Они выпили, Джо страдая и морщась, Лигошин жадно.
— Это ваши предположения? — спросил Джо.
— Между прочим, Фукс сейчас в полном порядке, живет и работает в Дрездене. Чуть ли не депутат. Я у него был.
То, что он рассказал, изумило Джо. Дом в Дрездене. Клаус Фукс, спокойно работающий в научном институте. Жена, кстати, русская, по словам Лигошина, милейшая женщина, которая была выдана Фуксу по прибытии в ГДР (до чего ж однообразна русская школа чекистов, Джо еле удержался от восклицания). Посидели, выпили, и Лигошин не постеснялся спросить у Фукса, как же он предал Оппенгеймера, который дружески принял его в Лос-Аламосе. Никто из советских не затевал с ним такого разговора, все допущенные хвалили, благодарили, а тут появился этот медведь Лигошин. Джо тут же представил, как все у Фуксов затрещало, как Лигошин выкладывал правду-матку напрямую. Может, потому, что не стеснялся, может, поэтому Фукс и отвечал откровенно? Да с Лигошиным иначе и говорить невозможно! Желание помочь советскому строю, по словам Фукса, было для него выше законов дружбы и моральных обязательств.
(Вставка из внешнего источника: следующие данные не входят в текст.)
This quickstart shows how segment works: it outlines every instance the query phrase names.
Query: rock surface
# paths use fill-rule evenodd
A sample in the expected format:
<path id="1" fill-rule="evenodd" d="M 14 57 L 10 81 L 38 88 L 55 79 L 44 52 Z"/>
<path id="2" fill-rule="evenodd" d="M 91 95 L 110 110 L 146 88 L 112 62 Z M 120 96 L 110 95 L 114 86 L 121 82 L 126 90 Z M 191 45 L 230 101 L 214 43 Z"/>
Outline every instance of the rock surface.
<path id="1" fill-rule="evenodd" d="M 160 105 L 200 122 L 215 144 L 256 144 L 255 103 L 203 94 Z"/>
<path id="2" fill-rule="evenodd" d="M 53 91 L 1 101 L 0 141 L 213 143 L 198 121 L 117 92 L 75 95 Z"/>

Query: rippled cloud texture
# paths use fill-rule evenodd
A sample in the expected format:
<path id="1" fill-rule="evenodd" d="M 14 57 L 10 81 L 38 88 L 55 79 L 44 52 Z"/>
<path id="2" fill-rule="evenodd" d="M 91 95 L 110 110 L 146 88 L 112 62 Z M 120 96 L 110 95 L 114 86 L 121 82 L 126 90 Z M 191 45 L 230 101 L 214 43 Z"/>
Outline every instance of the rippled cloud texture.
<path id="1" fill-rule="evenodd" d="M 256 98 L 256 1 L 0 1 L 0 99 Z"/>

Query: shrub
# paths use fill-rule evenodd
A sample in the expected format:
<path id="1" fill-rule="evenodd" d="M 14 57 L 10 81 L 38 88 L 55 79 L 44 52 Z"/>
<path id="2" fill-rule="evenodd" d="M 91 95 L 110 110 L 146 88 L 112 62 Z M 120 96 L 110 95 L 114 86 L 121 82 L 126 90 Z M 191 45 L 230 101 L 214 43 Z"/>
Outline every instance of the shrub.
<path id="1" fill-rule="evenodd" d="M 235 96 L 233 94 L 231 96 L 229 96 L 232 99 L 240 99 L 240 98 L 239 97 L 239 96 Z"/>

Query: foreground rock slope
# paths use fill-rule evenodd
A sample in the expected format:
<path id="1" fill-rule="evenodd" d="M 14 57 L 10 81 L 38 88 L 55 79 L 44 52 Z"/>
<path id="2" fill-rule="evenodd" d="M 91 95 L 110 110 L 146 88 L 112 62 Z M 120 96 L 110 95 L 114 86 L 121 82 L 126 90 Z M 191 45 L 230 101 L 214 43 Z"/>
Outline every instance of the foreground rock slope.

Помогая родине социализма, он соблюдал высшую справедливость, хотя и приносил в жертву свою честь. Лигошин высмеял его: какой социализм, какое светлое будущее, кто они, знаменосцы этого будущего, — Вальтер Ульбрихт? Берлинская стена? Сталин – высшая справедливость? Кем они оказались, вожди народов, — Сталин, Берия, Молотов, вся клика, кем окажется Ульбрихт? И что же ответил Фукс? Примечательный ответ был. Да, я понимаю, сказал он, что руководители могут оказаться недостойными, но я-то помогал потому, что идея социализма хороша. Когда Советская страна победит, когда они получат атомное оружие, я потребую, чтобы они изменили свою политику. “Ну и что ж ты не потребовал у Ульбрихта?” – “Требовал, то есть просил, тот обещал подумать, учесть”. Смешно: один из самых великих шпионов, каких знала история, — и такая дремучая наивность.
— Боюсь, вы этого не понимаете. Мало здесь жить, надо еще, чтобы тебя употребили.
Цветную капусту и толстые ломти языка Джо полил острым коричневым соусом, посыпал перчиком.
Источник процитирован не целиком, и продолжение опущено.